We are firmly on experimental ground here with fairly melancholic trombone playing occasionally punctuated by loud cinematic and energetic blasts that are either extremely bassy, or pitched high so that they can be manipulated down by Rutger's subtle electronic intervention.
Hilary is the more unconventional of the two tracks and we are treated to a variety of applied effects which make the trombone resonate, turn into a pulsing beat, or flatten out into more familiar drone territory. There is a wonderful airy descending drone effect towards the end of the track which terminates in a high pitched whistle and I suspect that even Hilary's own breathing in between played parts has been manipulated to become part of the music.
Jeffery opens with a piercing blast on the trombone at the start, but then turns into a gentle warble and eerie tremble accompanied by string like drones. At one point the trombone breaks out from the background drone like a liner clearing a fog bank and produces a resounding wave of bass that hits you in the stomach. This is the better track on the release for me and is a truly fluid symbiosis of trombone and electronic experimentation.
The two tracks do demand to be replayed so that you can pick up all the nuances of sound treatment which are interwoven with the trombone playing to great effect.

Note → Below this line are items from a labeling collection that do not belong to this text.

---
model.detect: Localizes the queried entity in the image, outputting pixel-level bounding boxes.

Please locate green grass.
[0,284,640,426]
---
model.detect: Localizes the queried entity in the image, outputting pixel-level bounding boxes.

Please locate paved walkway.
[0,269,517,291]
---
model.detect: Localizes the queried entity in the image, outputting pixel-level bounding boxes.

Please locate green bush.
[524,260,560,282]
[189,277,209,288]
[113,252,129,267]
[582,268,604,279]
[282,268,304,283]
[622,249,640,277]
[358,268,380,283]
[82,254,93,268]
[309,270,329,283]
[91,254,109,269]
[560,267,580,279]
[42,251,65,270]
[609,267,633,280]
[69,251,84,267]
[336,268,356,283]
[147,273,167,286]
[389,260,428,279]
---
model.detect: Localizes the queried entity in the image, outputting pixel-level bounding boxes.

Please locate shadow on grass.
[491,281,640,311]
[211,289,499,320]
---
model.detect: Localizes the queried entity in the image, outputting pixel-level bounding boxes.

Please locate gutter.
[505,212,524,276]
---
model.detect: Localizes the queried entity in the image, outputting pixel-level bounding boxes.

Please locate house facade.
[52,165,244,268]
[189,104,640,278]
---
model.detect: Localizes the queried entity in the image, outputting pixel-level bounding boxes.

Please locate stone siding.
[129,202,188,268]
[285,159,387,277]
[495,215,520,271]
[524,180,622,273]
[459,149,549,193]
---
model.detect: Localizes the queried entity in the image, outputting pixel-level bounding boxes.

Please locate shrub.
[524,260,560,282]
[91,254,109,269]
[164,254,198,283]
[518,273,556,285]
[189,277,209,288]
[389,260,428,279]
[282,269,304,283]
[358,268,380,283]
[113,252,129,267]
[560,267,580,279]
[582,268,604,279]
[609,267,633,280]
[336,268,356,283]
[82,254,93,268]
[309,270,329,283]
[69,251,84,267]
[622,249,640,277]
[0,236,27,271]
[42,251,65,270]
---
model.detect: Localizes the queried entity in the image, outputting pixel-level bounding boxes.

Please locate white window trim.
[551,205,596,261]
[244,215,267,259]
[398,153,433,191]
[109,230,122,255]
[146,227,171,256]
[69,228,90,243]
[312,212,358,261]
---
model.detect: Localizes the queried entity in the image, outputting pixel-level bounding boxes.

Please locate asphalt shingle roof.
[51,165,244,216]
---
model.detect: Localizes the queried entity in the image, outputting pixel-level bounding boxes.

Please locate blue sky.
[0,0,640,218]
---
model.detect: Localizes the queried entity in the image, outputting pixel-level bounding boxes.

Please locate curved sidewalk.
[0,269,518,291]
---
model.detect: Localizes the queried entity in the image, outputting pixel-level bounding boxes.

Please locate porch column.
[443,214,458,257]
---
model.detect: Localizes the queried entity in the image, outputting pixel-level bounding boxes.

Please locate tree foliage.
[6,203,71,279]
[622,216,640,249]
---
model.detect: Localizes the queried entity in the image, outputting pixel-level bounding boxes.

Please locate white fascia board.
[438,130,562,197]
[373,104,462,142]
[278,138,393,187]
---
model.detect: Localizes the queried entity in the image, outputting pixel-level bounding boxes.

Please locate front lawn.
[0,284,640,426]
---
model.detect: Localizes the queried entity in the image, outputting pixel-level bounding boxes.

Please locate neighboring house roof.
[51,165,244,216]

A collaboration with trombonist Hilary Jeffery, this rather wonderful new Machinefabriek release finds Rutger Zuydervelt fashioning two very fresh sounding, curiously suspenseful pieces from the brassy source material. 'Hilary' opens with slow, elegantly lyrical passages before shifting drone textures take hold - something explored in greater abstract depths during 'Jeffery', which multilayers the horn sounds until the original timbral properties of the instrument are all but eroded away. More excellent electroacoustic work from the on-form Zuydervelt.